KENDAL, TALIGAMA.ID,- Petani muda di Desa Sojomerto mengeluhkan harga pupuk di lapangan yang tidak sesuai dengan Harga Eceran Tertinggi (HET) serta kesulitan memasuki data Rencana Definitif Kebutuhan Kelompok (RDKK) — dokumen dasar alokasi pupuk subsidi.

Keluhan ini muncul dan diungkapkan oleh Petugas Penyuluh Lapangan (PPL) Kecamatan Gemuh pada periode Desember 2025.

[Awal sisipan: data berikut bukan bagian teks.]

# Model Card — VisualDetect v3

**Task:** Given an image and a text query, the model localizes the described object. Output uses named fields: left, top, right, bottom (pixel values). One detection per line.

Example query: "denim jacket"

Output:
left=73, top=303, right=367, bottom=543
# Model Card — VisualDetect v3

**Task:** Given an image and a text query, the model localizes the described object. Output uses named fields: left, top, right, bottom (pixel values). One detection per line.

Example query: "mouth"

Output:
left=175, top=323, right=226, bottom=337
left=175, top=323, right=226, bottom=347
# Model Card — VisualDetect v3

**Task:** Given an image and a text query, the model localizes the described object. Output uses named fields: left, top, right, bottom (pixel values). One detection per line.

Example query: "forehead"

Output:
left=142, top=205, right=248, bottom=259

Peristiwa terjadi di Desa Sojomerto, Kecamatan Gemuh, Kabupaten Kendal, Jawa Tengah. Petani muda Desa Sojomerto sebagai PPL Sri Martini, Desa Sojomerto, Kecamatan Gemuh, Kabupaten Kendal.

Harga pupuk tidak sesuai HET kemungkinan disebabkan oleh masalah distribusi, penimbunan, atau kesenjangan kebijakan dan implementasi. Kesulitan memasuki data RDKK karena klompok tani di desa tersebut belum berjalan sesuai ketentuan (tidak memiliki struktur pengurus jelas, administrasi tidak lengkap, dan kegiatan tidak teratur).

PPL Desa Sojomerto Sri Martini menyampaikan bahwa solusi yang dapat diambil adalah petani melaporkan keluhan harga ke Dinas Pertanian atau Dewan Pengawas Pupuk, serta memperbaiki struktur dan administrasi klompok tani agar memenuhi syarat RDKK. Petani juga disarankan mengikuti sosialisasi terkait kebijakan pupuk dan klompok tani.